As infecções se concentram normalmente em pessoas que pertencem a grupos de alto risco, incluindo usuários de drogas injetáveis, homens que fazem sexo com outros homens, profissionais do sexo e seus clientes.

“A vida para alguém que tem o vírus HIV é muito difícil. Eles sofrem com a incapacidade de falar sobre a doença livremente com pessoas próximas e nós temos casos em que indivíduos chegaram a ser expulsos da família”, relatou Brigitte Khoury, psicóloga clínica do Centro Médico da Universidade Americana de Beirute.

“Portanto, embora algumas famílias deem apoio, trata-se de uma vida dominada pelo segredo, pelo engano e pelo medo do pior”, emendou.

Este medo, segundo especialistas, é o que costuma afastar os soropositivos da procura de um tratamento.

“O estigma e a discriminação estão entre as razões primárias pelas quais as pessoas que vivem com HIV ou populações chave com maior risco de infecção por HIV não têm acesso a serviços essenciais para portadores de HIV”, disse Bodiroza. “Estes dois fatores também limitam a habilidade de governos e sociedade civil de fornecer serviços.”

Muitos países do mundo árabe exigem que os estrangeiros façam exames de HIV para conceder vistos ou carteiras de residência.

Recentemente, os jornais noticiaram o caso de um jornalista sul-africano, deportado do Catar após ter sido diagnosticado com HIV e demitido da emissora de TV Al-Jazeera.

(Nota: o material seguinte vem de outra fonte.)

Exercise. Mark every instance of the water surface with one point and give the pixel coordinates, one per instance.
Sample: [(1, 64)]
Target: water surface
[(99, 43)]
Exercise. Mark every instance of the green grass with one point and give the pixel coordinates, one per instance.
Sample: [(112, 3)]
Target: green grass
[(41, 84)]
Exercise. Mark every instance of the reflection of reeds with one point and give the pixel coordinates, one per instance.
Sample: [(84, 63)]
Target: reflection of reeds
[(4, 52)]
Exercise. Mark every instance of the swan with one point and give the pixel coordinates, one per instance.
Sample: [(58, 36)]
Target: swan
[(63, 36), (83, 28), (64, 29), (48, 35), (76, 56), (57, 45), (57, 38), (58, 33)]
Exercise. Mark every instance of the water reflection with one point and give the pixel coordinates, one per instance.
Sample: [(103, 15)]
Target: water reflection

A organização Section27, um grupo legal de interesse público radicado na África do Sul, pediu à delegação do país na OTI (Organização Internacional do Trabalho) para formalizar uma queixa contra o país.

Mas algumas nações mais liberais da região começaram a noticiar o problema, e Egito e Líbano lançaram uma campanha de mídia.

A campanha “Let’s Talk” (Vamos Conversar), no ar até o fim de dezembro, é organizada pelo UNFPA em parceria com os ministérios da Saúde dos dois países, e encoraja as pessoas a fazerem o exame.

A campanha, que no Líbano é estrelada por uma ex-miss e a superpopular banda Mashrou3 Leila, também disponibiliza uma lista de centros de exames gratuitos e anônimos nos dois países.

Apesar destes esforços, especialistas afirmam que os governos são menos propensos do que nunca a voltar sua atenção à epidemia crescente em uma região afetada por uma revolta política.

“O fio condutor que liga todos os países da região é o impacto do estigma e da discriminação, que estão [entre] as razões principais pelas quais as pessoas que vivem com HIV ou populações em risco não têm acesso a serviços essenciais”, afirmou Bodiroza.

“Sem uma liderança forte, é improvável que estas questões sejam atendidas completa e adequadamente”, concluiu.